Graceful Shutdown

Problem

Abrupt shutdowns can leave requests unfinished and resources unclosed. Proper shutdown ensures clean resource cleanup.

Solution

1. HTTP Server Graceful Shutdown

func main() {
    server := &http.Server{Addr: ":8080", Handler: handler}

    go func() {
        if err := server.ListenAndServe(); err != http.ErrServerClosed {
            log.Fatalf("Server failed: %v", err)
        }
    }()

    // Wait for interrupt signal
    quit := make(chan os.Signal, 1)
    signal.Notify(quit, os.Interrupt, syscall.SIGTERM)
    <-quit

    log.Println("Shutting down server...")

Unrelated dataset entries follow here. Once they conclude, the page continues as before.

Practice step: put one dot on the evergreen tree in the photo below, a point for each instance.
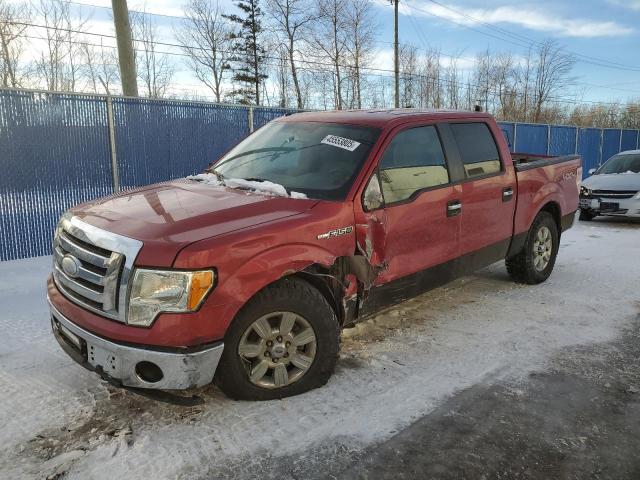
(248, 54)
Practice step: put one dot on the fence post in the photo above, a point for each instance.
(250, 119)
(620, 144)
(112, 146)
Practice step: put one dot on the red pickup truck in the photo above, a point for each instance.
(247, 273)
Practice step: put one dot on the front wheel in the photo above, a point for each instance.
(283, 342)
(534, 263)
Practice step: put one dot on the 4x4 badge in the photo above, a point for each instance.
(335, 233)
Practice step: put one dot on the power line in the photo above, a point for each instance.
(517, 39)
(438, 80)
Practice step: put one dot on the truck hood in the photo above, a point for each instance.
(168, 216)
(613, 181)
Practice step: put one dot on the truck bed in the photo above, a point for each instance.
(527, 161)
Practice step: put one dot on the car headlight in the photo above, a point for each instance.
(155, 291)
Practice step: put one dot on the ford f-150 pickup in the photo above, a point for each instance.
(246, 274)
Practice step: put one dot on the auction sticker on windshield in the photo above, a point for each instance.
(341, 142)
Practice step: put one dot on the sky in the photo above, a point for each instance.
(604, 35)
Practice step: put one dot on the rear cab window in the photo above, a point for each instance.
(478, 149)
(413, 161)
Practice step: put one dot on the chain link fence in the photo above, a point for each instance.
(60, 149)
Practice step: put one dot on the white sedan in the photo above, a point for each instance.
(613, 189)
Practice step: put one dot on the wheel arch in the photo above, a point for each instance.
(553, 208)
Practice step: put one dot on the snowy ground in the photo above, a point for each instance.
(62, 421)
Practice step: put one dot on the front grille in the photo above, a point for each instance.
(96, 280)
(91, 266)
(621, 194)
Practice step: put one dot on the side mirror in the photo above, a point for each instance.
(372, 198)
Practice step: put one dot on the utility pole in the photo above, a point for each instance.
(396, 60)
(125, 48)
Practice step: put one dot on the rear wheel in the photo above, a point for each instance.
(535, 262)
(587, 215)
(282, 343)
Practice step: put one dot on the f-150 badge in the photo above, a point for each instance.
(335, 233)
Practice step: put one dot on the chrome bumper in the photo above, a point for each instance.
(628, 207)
(114, 361)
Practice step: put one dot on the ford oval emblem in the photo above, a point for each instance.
(70, 265)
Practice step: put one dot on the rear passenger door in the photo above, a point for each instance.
(488, 195)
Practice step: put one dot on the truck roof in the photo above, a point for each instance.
(382, 117)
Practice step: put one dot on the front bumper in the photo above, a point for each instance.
(628, 207)
(128, 364)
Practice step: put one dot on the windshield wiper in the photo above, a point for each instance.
(258, 150)
(261, 180)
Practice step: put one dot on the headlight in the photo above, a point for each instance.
(155, 291)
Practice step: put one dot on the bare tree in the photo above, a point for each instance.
(58, 63)
(205, 39)
(13, 17)
(291, 19)
(553, 67)
(361, 33)
(331, 41)
(100, 67)
(154, 68)
(409, 75)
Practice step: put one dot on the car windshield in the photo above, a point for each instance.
(320, 160)
(629, 163)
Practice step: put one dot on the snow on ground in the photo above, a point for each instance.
(395, 368)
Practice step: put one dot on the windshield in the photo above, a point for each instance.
(629, 163)
(320, 160)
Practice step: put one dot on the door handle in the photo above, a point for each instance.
(507, 194)
(454, 207)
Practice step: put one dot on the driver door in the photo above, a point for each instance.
(415, 233)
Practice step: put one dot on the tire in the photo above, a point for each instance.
(525, 267)
(238, 375)
(587, 215)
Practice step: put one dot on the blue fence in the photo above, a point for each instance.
(58, 150)
(594, 144)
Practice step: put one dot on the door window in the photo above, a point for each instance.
(413, 161)
(477, 149)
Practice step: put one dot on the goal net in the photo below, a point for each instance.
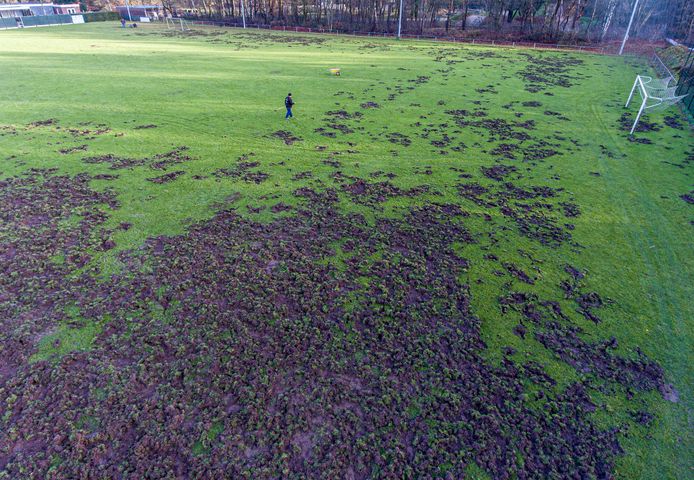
(177, 24)
(656, 94)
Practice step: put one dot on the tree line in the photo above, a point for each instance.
(567, 20)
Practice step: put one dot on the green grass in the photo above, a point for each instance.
(222, 96)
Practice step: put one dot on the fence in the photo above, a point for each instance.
(685, 85)
(537, 45)
(46, 20)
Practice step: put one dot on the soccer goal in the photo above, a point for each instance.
(656, 94)
(177, 24)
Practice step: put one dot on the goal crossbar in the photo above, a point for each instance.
(656, 94)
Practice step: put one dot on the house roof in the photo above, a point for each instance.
(27, 6)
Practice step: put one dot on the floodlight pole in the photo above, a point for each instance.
(400, 19)
(626, 34)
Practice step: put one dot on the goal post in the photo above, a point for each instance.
(656, 94)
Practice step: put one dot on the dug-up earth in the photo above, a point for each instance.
(452, 263)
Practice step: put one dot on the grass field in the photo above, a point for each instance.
(452, 262)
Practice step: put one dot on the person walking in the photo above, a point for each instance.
(289, 103)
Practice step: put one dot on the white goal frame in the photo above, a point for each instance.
(656, 94)
(176, 23)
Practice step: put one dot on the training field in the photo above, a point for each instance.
(452, 263)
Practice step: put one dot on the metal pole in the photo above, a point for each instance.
(626, 35)
(636, 82)
(636, 122)
(400, 19)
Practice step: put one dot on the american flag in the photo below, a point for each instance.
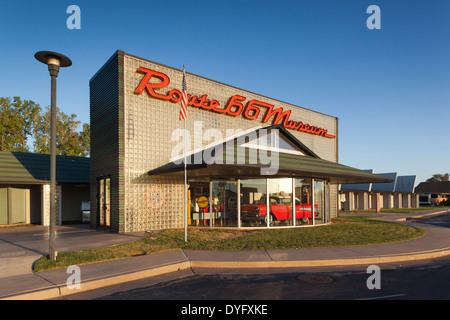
(183, 110)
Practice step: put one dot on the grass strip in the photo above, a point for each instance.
(344, 231)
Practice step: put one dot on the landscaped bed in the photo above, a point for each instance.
(344, 231)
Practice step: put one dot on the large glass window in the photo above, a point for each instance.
(319, 201)
(263, 203)
(303, 201)
(199, 203)
(253, 202)
(224, 204)
(280, 195)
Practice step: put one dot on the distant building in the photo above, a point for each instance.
(397, 194)
(433, 193)
(25, 188)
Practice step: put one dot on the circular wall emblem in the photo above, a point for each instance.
(154, 197)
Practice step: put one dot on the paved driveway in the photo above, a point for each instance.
(20, 246)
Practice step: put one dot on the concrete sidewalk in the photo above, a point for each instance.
(52, 284)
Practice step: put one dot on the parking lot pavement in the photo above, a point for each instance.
(21, 246)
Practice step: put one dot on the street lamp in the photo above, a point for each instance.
(54, 61)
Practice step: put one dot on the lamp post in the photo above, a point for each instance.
(54, 61)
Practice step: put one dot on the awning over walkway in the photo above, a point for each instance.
(244, 163)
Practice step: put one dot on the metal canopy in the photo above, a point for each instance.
(247, 163)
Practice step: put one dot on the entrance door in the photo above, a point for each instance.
(104, 202)
(14, 205)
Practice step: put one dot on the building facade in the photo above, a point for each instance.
(135, 137)
(400, 193)
(25, 188)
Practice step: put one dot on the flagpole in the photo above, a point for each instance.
(185, 184)
(185, 175)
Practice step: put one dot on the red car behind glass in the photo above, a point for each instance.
(280, 209)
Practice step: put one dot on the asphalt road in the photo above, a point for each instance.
(426, 280)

    ctx, cancel := context.WithTimeout(context.Background(), 30*time.Second)
    defer cancel()

    if err := server.Shutdown(ctx); err != nil {
        log.Fatalf("Server forced to shutdown: %v", err)
    }

    log.Println("Server exited")
}

2. Worker Pool Shutdown

func workerPool(ctx context.Context) {
    var wg sync.WaitGroup

    for i := 0; i < 10; i++ {
        wg.Add(1)
        go func(id int) {
            defer wg.Done()

            for {
                select {
                case <-ctx.Done():
                    log.Printf("Worker %d shutting down", id)
                    return
                default:
                    // Do work
                    time.Sleep(time.Second)
                }
            }
        }(i)
    }

    wg.Wait()
    log.Println("All workers stopped")
}

func main() {
    ctx, cancel := context.WithCancel(context.Background())

    go workerPool(ctx)

    quit := make(chan os.Signal, 1)
    signal.Notify(quit, os.Interrupt)
    <-quit

    cancel()
    time.Sleep(2 * time.Second)  // Allow cleanup
}

How It Works

Signal Handling in Go

Go’s os/signal package provides cross-platform signal notification:

  1. Signal Registration: signal.Notify() registers a channel to receive specific OS signals
  2. Signal Delivery: OS sends signals (SIGINT from Ctrl+C, SIGTERM from kill)
  3. Channel Notification: Go runtime writes signal to registered channel
  4. Handler Execution: Application reads from channel and initiates shutdown
  5. Cleanup: Resources close gracefully before process exits

HTTP Server Shutdown Mechanism

server.Shutdown() performs graceful HTTP server shutdown:

  1. Stop Accepting: Server stops accepting new connections
  2. Wait for Idle: Waits for active connections to become idle
  3. Context Timeout: Shutdown bounded by context timeout
  4. Force Close: After timeout, forcefully closes remaining connections
  5. Return: Returns when all connections closed or timeout reached

Context Cancellation Propagation

Context cancellation cascades through goroutine hierarchy:

Parent Context (canceled)
    ↓
Child Context 1 (receives cancellation)
    ↓
    Worker Goroutine 1 (exits via ctx.Done())

Parent Context (canceled)
    ↓
Child Context 2 (receives cancellation)
    ↓
    Worker Goroutine 2 (exits via ctx.Done())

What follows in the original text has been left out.